Any help would be much appreciated!


----------



## KIP1958 (Aug 2, 2014)

I'm interested in this too with my company of which I am a director.

I am interested in which is the best way for tax reasons.

Salary or Dividends or both?

Dividends would obviously already have corporate Tax paid to UK.


----------



## preeny (Aug 9, 2014)

From what research I have done, I believe to receive a salary as a spanish resident the UK company needs to register in spain to be able to pay the social security of the employee, but if anyone can confirm this or advise how this can be done would be great...

I also read divdends start at 21% tax! so after corporation tax your looking at 41% and thats just up to 6000€ anything more will be higher.
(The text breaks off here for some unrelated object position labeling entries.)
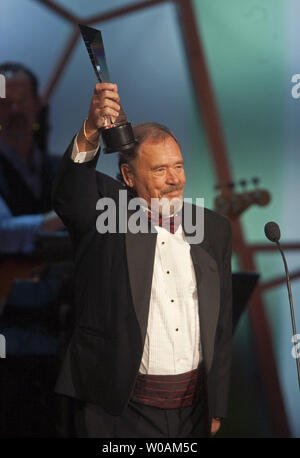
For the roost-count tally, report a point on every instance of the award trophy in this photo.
(117, 135)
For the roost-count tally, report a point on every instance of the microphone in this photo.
(272, 232)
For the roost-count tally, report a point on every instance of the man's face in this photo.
(158, 170)
(19, 109)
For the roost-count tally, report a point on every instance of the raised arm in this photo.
(75, 190)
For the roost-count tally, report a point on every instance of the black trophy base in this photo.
(118, 139)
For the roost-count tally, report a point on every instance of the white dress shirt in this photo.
(172, 344)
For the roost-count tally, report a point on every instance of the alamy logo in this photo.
(2, 87)
(2, 346)
(296, 347)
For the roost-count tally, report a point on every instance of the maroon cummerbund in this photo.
(170, 391)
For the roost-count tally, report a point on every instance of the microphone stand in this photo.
(291, 304)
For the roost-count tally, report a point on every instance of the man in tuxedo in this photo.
(151, 349)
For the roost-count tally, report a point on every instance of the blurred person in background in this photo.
(26, 169)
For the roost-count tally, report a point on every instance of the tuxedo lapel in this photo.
(208, 288)
(140, 250)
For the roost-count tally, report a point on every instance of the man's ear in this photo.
(128, 175)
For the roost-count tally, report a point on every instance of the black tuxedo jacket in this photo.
(113, 276)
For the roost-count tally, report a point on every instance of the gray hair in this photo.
(143, 132)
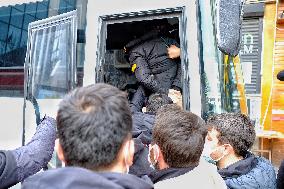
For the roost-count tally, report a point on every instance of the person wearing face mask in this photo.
(94, 127)
(174, 154)
(228, 141)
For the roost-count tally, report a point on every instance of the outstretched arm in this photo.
(18, 164)
(143, 73)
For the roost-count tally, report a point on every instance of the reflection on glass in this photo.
(50, 77)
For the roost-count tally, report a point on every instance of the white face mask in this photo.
(154, 147)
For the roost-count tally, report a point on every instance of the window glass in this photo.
(20, 7)
(28, 19)
(17, 18)
(42, 11)
(31, 9)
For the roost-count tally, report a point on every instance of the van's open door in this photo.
(50, 67)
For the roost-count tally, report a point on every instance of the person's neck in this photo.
(228, 160)
(113, 168)
(162, 165)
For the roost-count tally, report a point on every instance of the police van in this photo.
(69, 43)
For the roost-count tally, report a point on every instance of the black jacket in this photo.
(280, 176)
(155, 70)
(18, 164)
(75, 177)
(142, 126)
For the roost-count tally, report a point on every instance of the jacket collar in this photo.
(159, 175)
(240, 167)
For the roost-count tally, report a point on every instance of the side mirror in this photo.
(229, 19)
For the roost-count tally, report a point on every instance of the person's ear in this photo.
(129, 150)
(228, 149)
(59, 151)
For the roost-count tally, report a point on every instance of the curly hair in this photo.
(235, 129)
(92, 123)
(180, 136)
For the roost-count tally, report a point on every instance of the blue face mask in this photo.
(210, 160)
(153, 160)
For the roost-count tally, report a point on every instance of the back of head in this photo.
(156, 101)
(235, 129)
(93, 122)
(180, 136)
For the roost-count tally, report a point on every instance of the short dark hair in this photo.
(156, 101)
(93, 122)
(235, 129)
(180, 136)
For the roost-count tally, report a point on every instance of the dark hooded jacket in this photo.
(18, 164)
(280, 75)
(249, 173)
(75, 177)
(155, 71)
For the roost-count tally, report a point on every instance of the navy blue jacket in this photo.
(142, 126)
(18, 164)
(280, 75)
(250, 173)
(75, 177)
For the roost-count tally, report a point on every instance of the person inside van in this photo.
(155, 70)
(229, 139)
(94, 126)
(16, 165)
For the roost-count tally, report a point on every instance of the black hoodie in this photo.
(75, 177)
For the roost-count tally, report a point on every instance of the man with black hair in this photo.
(155, 69)
(16, 165)
(178, 139)
(94, 125)
(143, 122)
(142, 132)
(280, 75)
(229, 139)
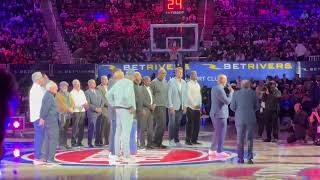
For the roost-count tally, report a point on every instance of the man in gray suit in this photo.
(148, 107)
(245, 104)
(103, 88)
(219, 114)
(94, 113)
(159, 87)
(49, 120)
(177, 93)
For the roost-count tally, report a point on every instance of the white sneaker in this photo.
(172, 143)
(38, 162)
(212, 153)
(222, 155)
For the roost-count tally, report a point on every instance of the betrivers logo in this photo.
(249, 66)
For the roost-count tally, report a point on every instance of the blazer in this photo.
(176, 98)
(103, 93)
(48, 111)
(95, 100)
(146, 100)
(62, 102)
(245, 104)
(219, 102)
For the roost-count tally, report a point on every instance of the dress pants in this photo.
(51, 140)
(105, 127)
(174, 125)
(38, 139)
(113, 126)
(64, 122)
(94, 129)
(271, 120)
(123, 131)
(160, 120)
(260, 122)
(193, 125)
(245, 131)
(219, 134)
(77, 128)
(146, 125)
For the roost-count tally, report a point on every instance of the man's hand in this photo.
(172, 111)
(132, 110)
(153, 107)
(70, 110)
(41, 122)
(184, 110)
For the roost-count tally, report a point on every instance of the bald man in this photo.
(245, 104)
(49, 121)
(159, 88)
(94, 113)
(219, 114)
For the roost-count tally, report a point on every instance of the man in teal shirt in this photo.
(122, 98)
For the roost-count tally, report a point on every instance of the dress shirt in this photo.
(150, 94)
(194, 94)
(79, 99)
(35, 99)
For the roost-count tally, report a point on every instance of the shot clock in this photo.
(174, 6)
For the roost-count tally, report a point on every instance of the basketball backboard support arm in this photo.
(192, 48)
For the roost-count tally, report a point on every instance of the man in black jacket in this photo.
(271, 111)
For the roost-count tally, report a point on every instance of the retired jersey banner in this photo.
(208, 72)
(309, 69)
(146, 69)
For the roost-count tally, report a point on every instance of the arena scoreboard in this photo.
(173, 7)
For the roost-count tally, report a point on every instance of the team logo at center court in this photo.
(99, 157)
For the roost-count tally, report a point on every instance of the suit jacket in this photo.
(245, 104)
(146, 100)
(95, 100)
(138, 97)
(176, 98)
(61, 102)
(48, 111)
(220, 102)
(103, 92)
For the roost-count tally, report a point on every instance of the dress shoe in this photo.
(188, 143)
(90, 146)
(196, 143)
(250, 161)
(240, 161)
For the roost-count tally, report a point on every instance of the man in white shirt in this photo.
(35, 99)
(79, 113)
(300, 51)
(148, 107)
(194, 101)
(103, 88)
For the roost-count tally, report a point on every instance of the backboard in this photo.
(181, 37)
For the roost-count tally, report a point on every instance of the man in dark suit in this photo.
(49, 120)
(219, 114)
(148, 107)
(103, 88)
(245, 104)
(94, 113)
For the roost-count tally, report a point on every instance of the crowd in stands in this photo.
(283, 33)
(23, 36)
(114, 31)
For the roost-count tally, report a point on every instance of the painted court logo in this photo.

Becoming self employed in spain would not work as I dont believe you would be able to invoice your own company as a director (at least you cant in the UK) and even if you could you would have to register for IVA which would take a 21% chunk from your company!


----------



## KIP1958 (Aug 2, 2014)

preeny said:


> From what research I have done, I believe to receive a salary as a spanish resident the UK company needs to register in spain to be able to pay the social security of the employee, but if anyone can confirm this or advise how this can be done would be great...
> 
> I also read divdends start at 21% tax! so after corporation tax your looking at 41% and thats just up to 6000€ anything more will be higher.
> 
> Becoming self employed in spain would not work as I dont believe you would be able to invoice your own company as a director (at least you cant in the UK) and even if you could you would have to register for IVA which would take a 21% chunk from your company!


I must admit, I have done little research on this at all.
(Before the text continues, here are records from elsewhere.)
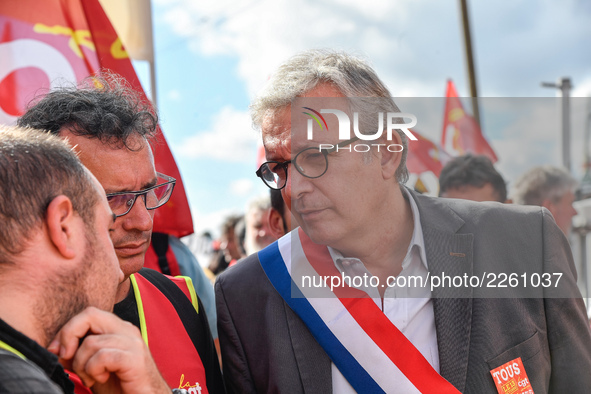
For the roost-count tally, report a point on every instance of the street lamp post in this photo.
(565, 86)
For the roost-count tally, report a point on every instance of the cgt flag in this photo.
(461, 134)
(46, 43)
(424, 155)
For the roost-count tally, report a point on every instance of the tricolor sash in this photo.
(367, 348)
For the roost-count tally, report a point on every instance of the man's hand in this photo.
(108, 354)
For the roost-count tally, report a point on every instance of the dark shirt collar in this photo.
(36, 354)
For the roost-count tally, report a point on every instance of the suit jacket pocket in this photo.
(526, 350)
(535, 356)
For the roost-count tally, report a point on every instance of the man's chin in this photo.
(131, 264)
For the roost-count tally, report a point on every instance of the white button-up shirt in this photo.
(410, 309)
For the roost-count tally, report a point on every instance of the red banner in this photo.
(461, 134)
(46, 43)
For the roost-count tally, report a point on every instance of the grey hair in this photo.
(351, 75)
(36, 167)
(542, 183)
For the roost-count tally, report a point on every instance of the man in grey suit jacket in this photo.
(470, 339)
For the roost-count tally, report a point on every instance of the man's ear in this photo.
(62, 226)
(390, 155)
(276, 223)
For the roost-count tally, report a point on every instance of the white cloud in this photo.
(242, 187)
(231, 138)
(415, 45)
(174, 95)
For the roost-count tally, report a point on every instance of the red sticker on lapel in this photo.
(510, 378)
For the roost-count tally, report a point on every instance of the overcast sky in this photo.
(213, 57)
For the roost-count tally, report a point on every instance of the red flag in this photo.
(424, 155)
(461, 134)
(44, 43)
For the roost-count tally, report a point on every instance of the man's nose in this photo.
(138, 218)
(297, 184)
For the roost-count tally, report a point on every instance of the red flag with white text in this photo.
(46, 43)
(461, 133)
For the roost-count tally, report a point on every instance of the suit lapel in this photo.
(313, 363)
(449, 253)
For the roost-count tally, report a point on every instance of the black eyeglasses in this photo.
(311, 162)
(154, 197)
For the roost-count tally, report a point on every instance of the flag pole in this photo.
(470, 60)
(152, 60)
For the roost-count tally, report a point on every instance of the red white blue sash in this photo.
(370, 352)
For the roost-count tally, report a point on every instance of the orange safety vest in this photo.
(164, 333)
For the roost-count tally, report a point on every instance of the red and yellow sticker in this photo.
(511, 378)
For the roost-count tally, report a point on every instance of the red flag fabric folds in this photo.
(424, 155)
(461, 134)
(45, 43)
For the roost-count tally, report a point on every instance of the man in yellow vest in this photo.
(111, 129)
(58, 270)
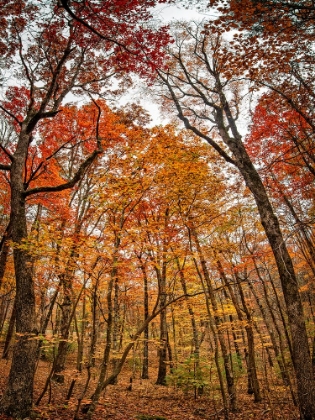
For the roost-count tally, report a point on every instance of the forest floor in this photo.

I'm hoping someone will come along and offer a far easier solution than registering my company in Spain just so I can be paid. I sure companies in Gib don't have to register in Spain to Pay workers who are Spanish residents?


----------



## jojo (Sep 20, 2007)

hhhmmm, not as straight forward as it once was and I dont know the correct answers - hopefully someone with a head for this stuff will be along and clear it up. But in the meantime heres a few previous posts that may help, or give you some ideas. Do feel free to discuss with each other on here anything that might be relevant that you've gleaned from these

http://www.expatforum.com/expats/sp...hould-i-pay-tax.html?highlight=tax+employment

http://www.expatforum.com/expats/sp...7-tax-residency.html?highlight=tax+employment

http://www.expatforum.com/expats/sp...n-tax-situation.html?highlight=tax+employment

http://www.expatforum.com/expats/sp...hly-appreciated.html?highlight=tax+employment

Jo xxx


----------



## KIP1958 (Aug 2, 2014)

jojo said:


> hhhmmm, not as straight forward as it once was and I dont know the correct answers - hopefully someone with a head for this stuff will be along and clear it up. But in the meantime heres a few previous posts that may help, or give you some ideas. Do feel free to discuss with each other on here anything that might be relevant that you've gleaned from these
> 
> http://www.expatforum.com/expats/sp...hould-i-pay-tax.html?highlight=tax+employment
> 
> ...



Thanks JoJo, the threads confirm what I had initially assumed.
The company stays registered soley in the UK.

I would take my income and declare it as a Spanish Tax resident, thus paying Spanish tax and NI on the amounts.

I'm sure when I move I can talk to a Spanish accountant/gestor to Iron out the finer details.


----------



## StewartL (Sep 5, 2013)

Here is the link to the new UK - Spain Double taxation convention.

http://www.hmrc.gov.uk/taxtreaties/in-force/spain-dtc.pdf

Director fees are covered by Article 15 (previous convention was Article 16 and same text)

Therefore even thought the director may never enter the UK their fees are likely to be taxed under PAYE rules in the UK. As such the company does not need to register itself in Spain to pay its director.

You would then need to declare your UK earnings on your Spanish tax return for any year which you are a Spanish tax resident. As Spain has a low tax free personal allowance it is likely there would be some additional tax to pay.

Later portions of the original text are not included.